Technology can advance human well-being, but it can also shine a light on enduring plights. Matterport uses its 3D modeling tech to show you homelessness in San Francisco.
Written by Greg Nichols, Contributing Writer

San Francisco is a city divided and Super Bowl 50 is bringing tensions even further to the surface.

The tech boom of the last decade has pooled unprecedented wealth in the SF Bay Area. Property values have skyrocketed, and that's led to gentrification and displacement. Some say the city's iconic culture is under siege, and others wonder if the cult of technology that emanates from Silicon Valley blinds us to more pressing social ills.

Homelessness, for example. San Francisco has a huge homeless population, with recent surveys placing the number of individuals classified as homeless around 7500.

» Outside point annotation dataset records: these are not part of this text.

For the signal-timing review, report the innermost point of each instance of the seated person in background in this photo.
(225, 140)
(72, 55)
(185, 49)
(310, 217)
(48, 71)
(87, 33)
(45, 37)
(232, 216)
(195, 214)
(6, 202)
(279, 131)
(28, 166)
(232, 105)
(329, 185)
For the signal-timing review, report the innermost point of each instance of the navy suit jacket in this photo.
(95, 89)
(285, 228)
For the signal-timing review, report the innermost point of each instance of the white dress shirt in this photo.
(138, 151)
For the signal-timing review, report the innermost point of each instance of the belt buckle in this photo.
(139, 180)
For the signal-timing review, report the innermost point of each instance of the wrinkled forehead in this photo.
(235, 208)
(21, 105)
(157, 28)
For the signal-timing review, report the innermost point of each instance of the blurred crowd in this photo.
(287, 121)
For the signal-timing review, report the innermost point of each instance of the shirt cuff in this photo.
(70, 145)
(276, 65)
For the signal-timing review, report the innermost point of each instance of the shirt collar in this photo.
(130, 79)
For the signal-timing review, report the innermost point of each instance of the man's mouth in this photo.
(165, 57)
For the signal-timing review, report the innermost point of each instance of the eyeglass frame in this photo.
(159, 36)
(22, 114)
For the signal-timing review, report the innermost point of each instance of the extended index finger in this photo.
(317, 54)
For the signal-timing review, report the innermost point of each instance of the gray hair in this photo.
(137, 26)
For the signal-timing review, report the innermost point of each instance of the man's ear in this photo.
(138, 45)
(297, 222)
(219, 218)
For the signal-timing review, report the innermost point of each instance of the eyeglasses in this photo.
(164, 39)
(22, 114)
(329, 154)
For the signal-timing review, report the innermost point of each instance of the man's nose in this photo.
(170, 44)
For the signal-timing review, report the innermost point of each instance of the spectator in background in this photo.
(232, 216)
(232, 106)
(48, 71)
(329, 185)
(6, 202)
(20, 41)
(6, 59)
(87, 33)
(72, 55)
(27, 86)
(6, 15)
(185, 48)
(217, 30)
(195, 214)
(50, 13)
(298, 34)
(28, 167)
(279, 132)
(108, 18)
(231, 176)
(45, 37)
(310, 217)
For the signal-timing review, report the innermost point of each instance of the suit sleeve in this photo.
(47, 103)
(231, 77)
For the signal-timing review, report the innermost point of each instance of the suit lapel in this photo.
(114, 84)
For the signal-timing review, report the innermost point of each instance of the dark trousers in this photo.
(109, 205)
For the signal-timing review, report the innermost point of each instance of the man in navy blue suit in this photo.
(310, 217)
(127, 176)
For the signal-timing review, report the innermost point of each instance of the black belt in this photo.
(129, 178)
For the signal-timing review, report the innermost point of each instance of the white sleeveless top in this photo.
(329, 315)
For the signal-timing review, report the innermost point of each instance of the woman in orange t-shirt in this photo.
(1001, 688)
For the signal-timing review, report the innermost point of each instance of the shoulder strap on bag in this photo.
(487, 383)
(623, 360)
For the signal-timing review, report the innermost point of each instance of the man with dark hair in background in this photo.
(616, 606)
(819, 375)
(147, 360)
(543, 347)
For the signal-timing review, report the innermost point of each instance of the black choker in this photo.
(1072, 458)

Click to tour Matterport's model

It's a reality that doesn't jive with the picture of San Francisco as a bastion of creative and technological entrepreneurship. If society is getting better because of technology, why is homelessness so intractable on the doorstep of Silicon Valley?

San Fran-based 3D visualization company Matterport, with help from Capture It 3D, decided to use the Super Bowl and its own technology to raise awareness of a side of The City that broadcast cameras probably won't capture this weekend. Yesterday, Matterport and Bill Robinson, owner of Capture It 3D, visited the homeless tents that line the 13th Street corridor between Van Ness and Bryant. Since the start of the Super Bowl, a tent city has sprung up under the 101 Highway.

The models allow viewers to "walk" through short sections of homeless encampments using their browsers. The experience feels invasive, voyeuristic, and possibly exploitative.

But that's the point. 3D technology is making it possible to simulate reality in astounding ways. That could make it easier for people to edit their impression of the world, avoiding things that make them feel uncomfortable. Or it could do the opposite, bringing the uncomfortable realities front and center.